Ya en los ochenta, cuando el terrorismo se hacía presente con atentados brutales una semana sí y otra también dirigentes de Euskadiko Ezkerra, que sabían de qué hablaban, plantearon la conveniencia de hacer política en Euskadi "como si ETA no existiera". No proponían cerrar los ojos ante sus crímenes, sino dejar de prestar atención a los pretextos que aduce para cometerlos. Intuían que ninguna cesión o intento de convencerle de que dejara las armas serviría para detener el mecanismo de la violencia. Los procesos de Argel, Lizarra y Loyola, y otros ensayos de menor rango, han confirmado la certeza de aquel presentimiento.

Pese a esa evidencia, y a pesar de la trayectoria menguante de la pesadilla, el influjo de ETA continúa demasiado presente. Su existencia resulta imposible de obviar si asesina a un ciudadano o abre un resquicio para el final, pero se hace más difícil de explicar su presencia en el debate público cuando no se produce ni una cosa ni otra y se encamina hacia la irrelevancia. "Nunca pondré plazo a un posible final de ETA", dice Rodolfo Ares, como corresponde a todo consejero o ministro de Interior, pero, cada vez que le preguntan por el asunto, el lehendakari, Patxi López, no se resiste a dejar de afirmar que el fin "no está lejano", quizá porque antes Eguiguren apuntó que esta legislatura iba a ser "decisiva" en tal propósito. De ahí que Iñigo Urkullu perciba que quizá se estén abriendo ya "caminos de paz", en contra de lo que anuncian los dos encapuchados de ETA en la entrevista de Gara: que están enfrascados en "fijar una estrategia política-armada eficaz", porque la que han intentado hasta ahora no les ha dado los resultados apetecidos.

Algo parecido cabe decir de las actitudes diametralmente opuestas con que abordan el problema de ETA los partidos nacionalistas y el PP, y que coinciden ambas en regalarle de forma gratuita protagonismo. La derecha, pretendiendo buscar de forma enfermiza la ultra-respuesta a un fenómeno declinante, con lo que desvaloriza sus propias aportaciones a la derrota de ETA. No se explica de otra forma su reacción al fallo del Tribunal Constitucional que ha permitido a Iniciativa Internacionalista concurrir a las elecciones europeas al revocar la anulación por el Tribunal Supremo de la lista encabezada por Alfonso Sastre. Lejos de suponer el fracaso que se lamenta -un gol "colado" por los violentos-, la sentencia contribuye a reforzar el Estado de derecho y contiene una eficaz impugnación de los prejuicios proyectados desde Euskadi contra la ley de Partidos.

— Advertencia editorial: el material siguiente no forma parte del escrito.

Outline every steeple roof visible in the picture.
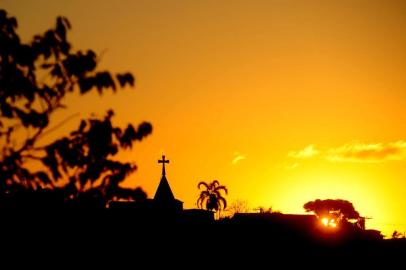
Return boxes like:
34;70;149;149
154;155;176;202
154;174;175;202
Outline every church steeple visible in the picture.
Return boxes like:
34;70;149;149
154;155;175;202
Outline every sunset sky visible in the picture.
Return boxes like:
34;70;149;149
4;0;406;236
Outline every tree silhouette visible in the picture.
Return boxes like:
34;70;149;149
227;199;250;217
304;199;360;224
392;230;404;239
197;180;228;214
254;206;280;214
0;9;151;208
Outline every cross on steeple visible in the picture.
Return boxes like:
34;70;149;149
158;155;169;176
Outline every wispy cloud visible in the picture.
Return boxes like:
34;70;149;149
288;145;319;159
327;141;406;163
286;141;406;164
284;163;299;170
232;152;246;165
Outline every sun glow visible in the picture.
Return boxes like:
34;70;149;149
321;217;329;227
320;217;338;228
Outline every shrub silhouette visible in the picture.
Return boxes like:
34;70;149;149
197;180;228;213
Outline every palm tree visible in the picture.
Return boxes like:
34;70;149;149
197;180;228;215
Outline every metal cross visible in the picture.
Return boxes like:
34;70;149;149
158;155;170;176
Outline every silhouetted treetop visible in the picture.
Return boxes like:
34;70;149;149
197;180;228;212
0;9;151;207
304;199;360;220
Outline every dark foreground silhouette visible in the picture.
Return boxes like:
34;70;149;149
2;155;404;264
2;208;405;266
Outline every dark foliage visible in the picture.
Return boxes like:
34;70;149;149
304;199;360;220
0;9;151;208
197;180;228;212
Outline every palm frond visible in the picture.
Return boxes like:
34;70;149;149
214;185;228;195
211;180;220;188
212;190;222;198
197;181;209;190
218;196;227;210
199;191;210;197
197;196;205;209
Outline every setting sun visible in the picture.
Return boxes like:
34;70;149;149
320;217;338;229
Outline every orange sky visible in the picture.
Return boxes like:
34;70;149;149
4;0;406;236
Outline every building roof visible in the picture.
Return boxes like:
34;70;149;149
154;174;175;202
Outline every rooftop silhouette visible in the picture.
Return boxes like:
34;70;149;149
154;155;176;202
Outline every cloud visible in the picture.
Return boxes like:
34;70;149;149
288;145;319;159
284;163;299;170
286;140;406;164
232;152;246;165
327;141;406;163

El vicio del nacionalismo democrático es el contrario: un exceso de comprensión, pese a abominar de la violencia, de los motivos y sufrimientos del sistema de organizaciones que gira alrededor de ETA; quizás, porque comparte ideológicamente lo primero y admira lo segundo. La utopía de la unidad de la comunidad nacionalista y los calculados intereses de los partidos han conducido a rebajar muy considerablemente su nivel de exigencia para relacionarse o colaborar con el mundo de la violencia. Sólo en muy pocas ocasiones el nacionalismo le ha interpelado a ETA para que explique cuándo y cómo le eligieron los vascos como tutor armado de Euskal Herria. La mayoría de las veces ha estado más pendiente de su papel como poder fáctico y de las iniciativas que, a su sombra intimidatoria, la izquierda abertzale afín ha puesto en marcha con el señuelo de la paz.

Los movimientos del espectral polo soberanista resultan buen ejemplo de esta conducta. Atrapados por las urgencias (EA) o movidos por la necesidad (LAB), el interés distante (ELA) o el cálculo (Aralar), ninguno de los convocados le ha dicho a Otegi que la desaparición de la violencia debe ser la condición previa de cualquier cosa, no la consecuencia de nada. Se equivocarían, como se equivocaron en Lizarra, si piensan que lo que puedan hacer llegará a convencer a ETA de que debe cerrar la tienda. De la misma forma, la insistencia del lehendakari y otros miembros de su partido sobre la proximidad del fin sólo puede llevar a crear el estado anímico propicio para volver a entramparse en el proceso que se ha dado por cerrado para siempre.